New York state Senator Shelley Mayer (SD-37) and Assemblyman Steve Otis (AD-91) recently held a press conference to announce the “Living Shorelines” legislation they sponsored has been signed into law by Governor Kathy Hochul. This legislation will require the Department of Environmental Conservation (DEC) to encourage the use of nature-based solutions as the preferred approach for stabilizing tidal shorelines in the oversight and regulatory decisions of the agency.

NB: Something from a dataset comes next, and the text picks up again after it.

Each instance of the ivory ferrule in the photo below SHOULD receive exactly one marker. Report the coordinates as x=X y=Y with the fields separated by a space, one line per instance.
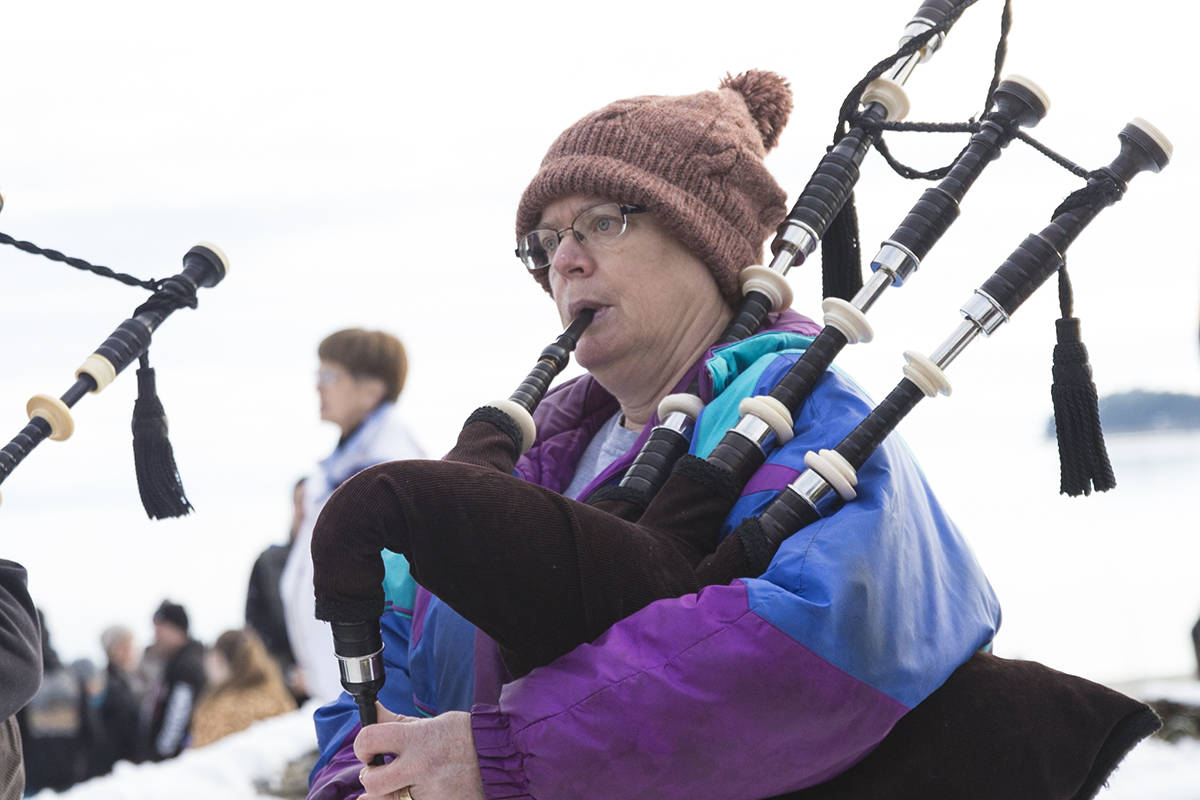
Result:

Communities across New York state face intensifying climate change related hazards, including dangerous floods. Hurricane Ida devastated communities and homes across New York, particularly those along the Sound Shore communities. Seventeen New Yorkers lost their lives and the storm caused $7.5 billion in damages, including damages to 11,000 homes and many roads. While less devastating, last week’s storm underscored our vulnerability. As storms become more frequent, intense and dangerous due to climate change, our communities become more vulnerable to these threats. Nature-based solutions or living shorelines, are shoreline management techniques that are supported or inspired by nature or natural processes and functions and are designed to mimic natural shorelines, improving the resilience of our shorelines and communities.
Living shorelines have a wide range of benefits, including: the reduction of flooding and erosion, improved water quality, providing greater stability against threats of storms, attracting wildlife and many more. The bill was inspired by the work of Save the Sound, Riverkeeper and The Nature Conservancy, three major advocacy organizations confronting the impacts of climate change on water bodies and inland areas.
“Governor Hochul’s signature of the Living Shorelines Act marks a major step forward for climate resilience in New York state, ensuring prioritization of permits for nature-based features such as native plants and oyster beds that provide habitat for wildlife as well as flood protections for communities – over projects that harden shorelines such as concrete seawalls and berms,” said Jeremy Cherson, Riverkeeper’s senior manager of government affairs.
“Increasing living shorelines is an important step toward making our communities more resilient to sea level rise and storm events, and will help to alleviate impacts of flooding. That’s why this legislation is necessary and timely and one of the priorities of the Long Island Sound Management Plan,” said Nancy Seligson, co-chair of the Citizens Advisory Committee of the National Estuary Program for Long Island Sound, the Long Island Sound Study.